Kaum Unterschiede im Verbrauch:

Der gleiche Motor leistet im Tucano 470 durch ein anderes Kennfeld bis zu 27 PS mehr als im Tucano 450 (siehe auch Kasten „Die Technik der beiden Tucanos im Vergleich“). Der Grund: Der Rotor benötigt etwas mehr Antriebsleistung als der Schüttler. Zusätzlich verarbeitet der Hybrid entsprechend seines Durchsatzes mehr Erntegut. Der Motor wird deutlich höher beansprucht – das Antriebsaggregat verbraucht mehr Kraftstoff.
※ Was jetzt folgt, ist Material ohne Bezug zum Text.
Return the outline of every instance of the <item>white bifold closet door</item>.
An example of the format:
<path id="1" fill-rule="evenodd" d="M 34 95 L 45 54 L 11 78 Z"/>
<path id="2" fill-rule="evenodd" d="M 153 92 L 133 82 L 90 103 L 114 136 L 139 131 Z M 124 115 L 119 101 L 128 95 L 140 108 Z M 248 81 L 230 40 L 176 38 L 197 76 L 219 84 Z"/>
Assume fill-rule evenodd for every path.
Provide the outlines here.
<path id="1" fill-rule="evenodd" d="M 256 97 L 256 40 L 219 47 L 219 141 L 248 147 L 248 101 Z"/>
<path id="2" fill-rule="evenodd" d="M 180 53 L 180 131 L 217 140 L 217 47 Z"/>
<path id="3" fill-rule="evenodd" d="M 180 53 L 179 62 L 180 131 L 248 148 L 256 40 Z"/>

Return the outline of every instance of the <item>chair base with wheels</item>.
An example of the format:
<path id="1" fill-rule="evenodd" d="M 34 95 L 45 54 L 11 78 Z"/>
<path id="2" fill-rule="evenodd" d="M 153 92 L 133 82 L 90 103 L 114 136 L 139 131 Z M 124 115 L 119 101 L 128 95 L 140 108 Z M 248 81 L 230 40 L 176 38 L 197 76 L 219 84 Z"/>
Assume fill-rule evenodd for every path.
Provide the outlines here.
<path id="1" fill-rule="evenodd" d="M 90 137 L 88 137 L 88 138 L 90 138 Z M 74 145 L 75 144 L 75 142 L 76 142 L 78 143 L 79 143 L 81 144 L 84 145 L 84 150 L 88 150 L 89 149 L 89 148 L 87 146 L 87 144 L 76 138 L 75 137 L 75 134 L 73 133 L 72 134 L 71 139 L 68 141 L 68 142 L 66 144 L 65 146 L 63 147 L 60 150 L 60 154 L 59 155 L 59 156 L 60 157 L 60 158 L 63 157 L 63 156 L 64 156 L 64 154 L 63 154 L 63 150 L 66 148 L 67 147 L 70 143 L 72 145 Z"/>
Die höhere Durchsatzleistung gleicht den höheren Verbrauch aber wieder aus. Pro Tonne geernteter Ware läuft der Tucano-Hybrid auf vergleichbarem Niveau wie der Schüttler-Tucano. Bei Schwadablage in trockener Gerste haben wir 1,47 l/t beim 450 und 1,45 l/t beim 470 gemessen.


Mit eingeschaltetem Häcksler verbrauchte der Tucano 450 1,59 l/t und der Tucano 470 1,57 l/t. Im Weizen lag der Dieselverbrauch des Hybriden unter trockenen Bedingungen auf gleichem Niveau, wie wir ihn in der Gerste gemessen haben. Lediglich bei richtig feuchtem Weizenstroh konnten wir einen Mehrverbrauch des Hybrid von 6 bis 8 % pro geernteter Tonne feststellen.j


Natürlich interessierte uns auch die Strohqualität der beiden Abscheide-Systeme. Mit der Rotordrehzahl lässt sich die Intensität und damit die Strohqualität des Hybrid-Mähdreschers beeinflussen. Für unseren Stroh-Vergleich haben wir drei verschiedene Rotordrehzahlen untersucht: 367, 850 und 977 U/min.


Die niedrigste sowie die schnellste Drehzahl gibt es beim Tucano 470 optional. Leider mussten wir jedesmal den Riemen von Hand umlegen, bzw. für die höchste und niedrigste Drehzahl die Riemenscheiben umschrauben. Damit der Hybrid flexibler wird, würden wir uns für den Tucano eine stufenlose Verstellung per Variator wünschen. Die verschiedenen Rotor-Strohschwaden haben wir jeweils mit dem Stroh der Schüttler-Maschine verglichen.


Um die nutzbare Strohmenge zu messen, gingen wir unterschiedlich vor: Mit einer Forke haben wir die verschiedenen Strohschwaden jeweils auf ein 10 m langes Laken umgepackt. Dabei arbeiteten wir wie eine Pickup: Kurzstroh, das zwischen den Stoppeln lag, konnten wir mit der Forke nicht erfassen. Anschließend wogen wir die Laken.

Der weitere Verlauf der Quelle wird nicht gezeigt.